El decomiso de $11 mil millones enfrenta un desafío separado
La petición de Bankman-Fried pide a la Corte Suprema que revise el decomiso como una segunda cuestión. El juez Kaplan le ordenó decomisar $11.02 mil millones bajo estatutos federales que cubren ganancias relacionadas con delitos especificados y lavado de dinero.

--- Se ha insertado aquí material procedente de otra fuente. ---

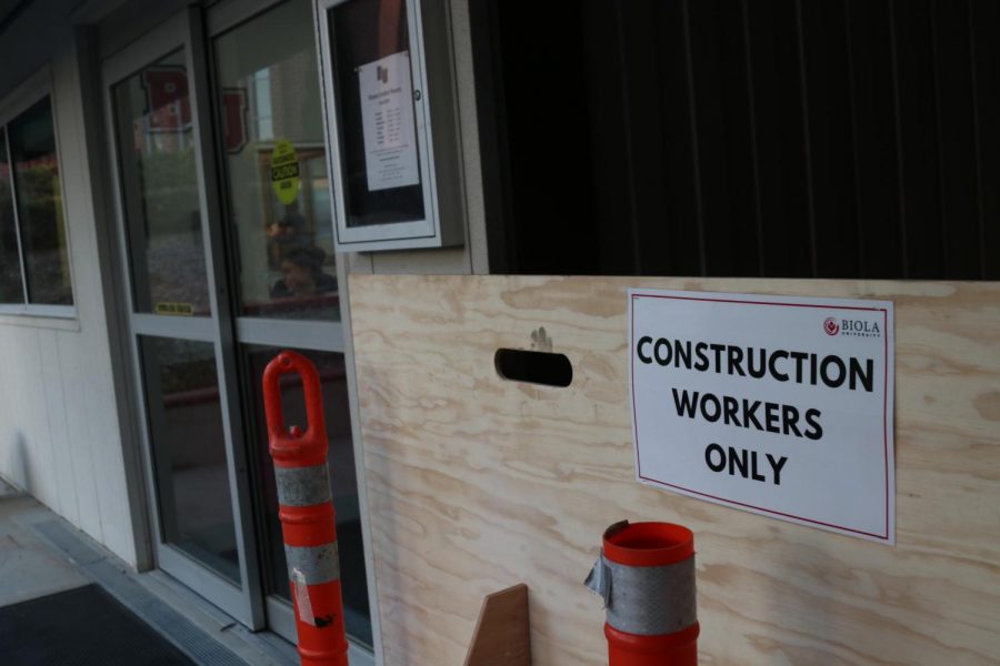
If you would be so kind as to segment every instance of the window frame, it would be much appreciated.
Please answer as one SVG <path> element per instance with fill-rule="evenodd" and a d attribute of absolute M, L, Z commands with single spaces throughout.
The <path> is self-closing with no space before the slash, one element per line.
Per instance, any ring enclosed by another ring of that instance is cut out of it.
<path fill-rule="evenodd" d="M 14 179 L 13 163 L 10 162 L 10 135 L 7 131 L 8 125 L 16 121 L 20 115 L 28 111 L 38 102 L 49 98 L 49 104 L 52 110 L 52 135 L 56 143 L 56 164 L 59 168 L 59 195 L 62 198 L 62 223 L 63 235 L 66 238 L 67 268 L 70 275 L 70 293 L 72 294 L 72 305 L 48 305 L 41 303 L 31 303 L 28 299 L 28 279 L 24 275 L 26 258 L 24 248 L 21 243 L 21 220 L 18 212 L 18 189 Z M 59 134 L 58 113 L 56 112 L 56 92 L 52 84 L 52 70 L 50 65 L 46 65 L 34 74 L 30 75 L 13 90 L 0 98 L 0 132 L 4 135 L 4 148 L 7 150 L 8 163 L 10 164 L 10 189 L 11 201 L 13 202 L 13 220 L 14 233 L 18 240 L 18 259 L 21 262 L 21 289 L 24 296 L 22 303 L 0 303 L 0 323 L 37 323 L 44 325 L 46 322 L 53 320 L 76 320 L 77 319 L 77 289 L 76 279 L 73 276 L 73 253 L 72 241 L 70 239 L 69 224 L 69 206 L 66 198 L 66 170 L 63 169 L 62 151 L 60 149 L 61 141 Z M 10 316 L 8 316 L 10 315 Z M 27 317 L 32 320 L 26 321 Z M 34 320 L 33 317 L 39 317 Z"/>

Ante el Segundo Circuito, la defensa argumentó que la cantidad había sido calculada incorrectamente y era groseramente desproporcionada con respecto a los delitos. Sus abogados afirmaron que la sentencia podría impedirle ganarse la vida después de completar su condena de prisión.
El tribunal de apelaciones reconoció que $11 mil millones era una suma grande, particularmente cuando muchos acreedores podrían recibir pagos del patrimonio de la bancarrota. Sin embargo, determinó que la ley federal de decomiso calcula la cantidad a través de las ganancias obtenidas de la conducta criminal, no únicamente a través de las pérdidas restantes de las víctimas.
Al examinar la cuestión de la Octava Enmienda, el panel aplicó la prueba de la Corte Suprema para decidir si un decomiso es groseramente desproporcionado con respecto a un delito. Determinó que Bankman-Fried no había impugnado de manera significativa los factores principales utilizados por el tribunal de distrito.
El panel además dictaminó que la incapacidad de satisfacer la sentencia no hacía, por sí sola, que la orden fuera inconstitucional. Bankman-Fried ahora quiere que los jueces reconsideren esa conclusión.
Las distribuciones de bancarrota de FTX permanecen legalmente separadas de su sentencia penal. El patrimonio ha utilizado activos recuperados para pagar a los acreedores elegibles bajo su plan confirmado del Capítulo 11. En cobertura relacionada, crypto.news informó que FTX programó casi $900 millones para su quinta distribución a acreedores en julio de 2026.
La revisión de la Corte Suprema no es automática
Presentar una petición no le da a Bankman-Fried otro juicio ni suspende su sentencia. La Corte Suprema debe conceder el certiorari antes de que los jueces consideren el fondo, y cuatro de los nueve jueces deben votar para escuchar el caso.
El gobierno federal tendrá la oportunidad de responder. Los jueces pueden entonces conceder la petición, denegarla o solicitar más informes antes de tomar una decisión. Una denegación dejaría en vigor la sentencia del Segundo Circuito y la sentencia del tribunal de distrito sin crear un nuevo fallo sobre las cuestiones legales.
Si se concede la revisión, el caso podría abordar el uso de evidencia de pérdida financiera en procesamientos basados en inducción fraudulenta. La Corte podría optar por considerar solo una de las cuestiones de la petición, incluida la cuestión probatoria o el desafío de la Octava Enmienda.
Bankman-Fried buscó previamente alivio a través de varios argumentos en tribunales inferiores relacionados con evidencia del juicio, instrucciones al jurado, acceso a material potencialmente favorable y su propuesta defensa de asesoramiento de abogado. El Segundo Circuito rechazó cada base para la reversión en su opinión de 42 páginas.
La Corte Suprema no se ha pronunciado sobre el fondo de la petición. Sus próximos pasos procesales públicos pueden incluir asignar un número de expediente, establecer una fecha límite de respuesta y distribuir la petición para su consideración en una conferencia privada.